The Crow's Eye Review

4 minutes read

The Crow’s Eye on PC

One of the most useful reasons for games, as being a medium, is a method in which players talk with interesting worlds and stories to produce an all-around experience that generates the variety of expectations and surprises. When I first jumped in to review The Crow’s Eye, all I knew with regards to the title was that it was some a style of psychological horror. Whatever found while i progressed was an element that was certainly more, and which challenged my expectations at a number of twists and turns through its story.

At its core, The Crow’s Eye is a tale on the dark and sinister experiment deep in a crumbling university, called Crowswood. Players begin the story with little exposition or explanation with regards to their surroundings, using only opening cues with a voice drifting in across the university’s PA system — one which may sound like it’s doing its best imitation of Mark Hamil’s Joker from Batman: the Animated Series. The game’s opening chapters are largely centered on exploration and discovery, with notes and audio tapes laying the groundwork to your story so far alongside the shrill urgings of Dr. William Holtwick above the loudspeakers.

Perhaps one of the most confusing feature in this early going is the fact, as players learn more and many more about the world, there’s no clear indication of these role within it. Many names arise often inside audio tapes and scattered notes — initially, it seems like just like you’re embroiled from a police investigation surrounding several students who’ve disappeared, however the deeper to the university you travel, a lot more sinister things apparently become.

Unfortunately, The Crow’s Eye generally suffer slightly originating from a deficit of identity. Although atmosphere and setting is firmly rooted inside the horror genre, the particular gameplay may seem to delve further and additional into Portal-style puzzle-solving and platforming. While the various puzzles are intriquing, notable and difficult, the disparity relating to the game’s ambiance and peruse along with the requirements to go on grows further; there’s obviously any good section that feels ripped totally the Portal franchise, down to the larger bold numbers painted to the walls plus the complex jumping puzzles across decrepit architecture and moving platforms.

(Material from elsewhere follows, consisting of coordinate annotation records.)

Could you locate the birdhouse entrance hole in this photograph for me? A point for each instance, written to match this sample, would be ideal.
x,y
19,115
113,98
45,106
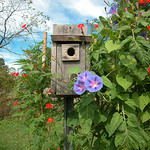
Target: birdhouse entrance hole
x,y
71,51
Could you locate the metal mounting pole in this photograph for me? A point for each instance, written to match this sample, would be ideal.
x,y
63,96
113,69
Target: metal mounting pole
x,y
68,107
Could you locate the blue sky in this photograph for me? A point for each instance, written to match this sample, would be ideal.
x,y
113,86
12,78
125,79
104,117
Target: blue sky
x,y
60,12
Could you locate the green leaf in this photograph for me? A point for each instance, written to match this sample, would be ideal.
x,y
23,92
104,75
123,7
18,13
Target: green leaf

Of course, it wouldn’t become a Portal-style puzzler without some unique gear. While players spend a lot of the outlet acts equipped just a lighter to pierce the pervasive darkness, The Crow’s Eye does eventually pass more interesting tools, including lockpicks as well as a gas mask. The most useful and central to progression afterwards, though, could be the electromagnet. Work a flashlight so that as an object-manipulation and movement tool, this critical section of gear plays a prominent role in numerous of your game’s latter-stage puzzles.

The biggest downfall, literally, the fact that Crow’s eye has is platforming sections. The controls, while acceptable for exploration and discovery, aren’t particularly well-honed for precision jumping, crouching, and weaving across moving platforms along with elements. Which you find in the stretches on the game that rely on these products more frustrating in comparison with can be otherwise, and more than while i had to stop, close the sport, and resign to be able to another attempt. The game’s limited save-point system adds some to the current frustration by sometimes forcing backtracking once the platforming contains the better of you.

All in all, The Crow’s Eye is an interesting title by having an interesting enough story, though with some hurdles to uncovering that story plus the world through which it’s set. Its dedication to dangling the carrot of freedom — as well as the conclusion of your convoluted tale — is commendable, and players will expend a lot of the experience feeling almost like the tip is just round the next corner or beyond daylight hours next locked door. Similar to the experiments its characters describe, The Crow’s Eye can be a trial of ways much players are likely to endure for this final bit of its puzzles. The Crow’s Eye releases March 20th on Steam.

Score: 3/5 – Fair


Pros

  • Interesting story and supporting characters.
  • Great horror-style ambiance and setting.

Cons

  • Confusing puzzle design.
  • Frustrating platforming-heavy sections.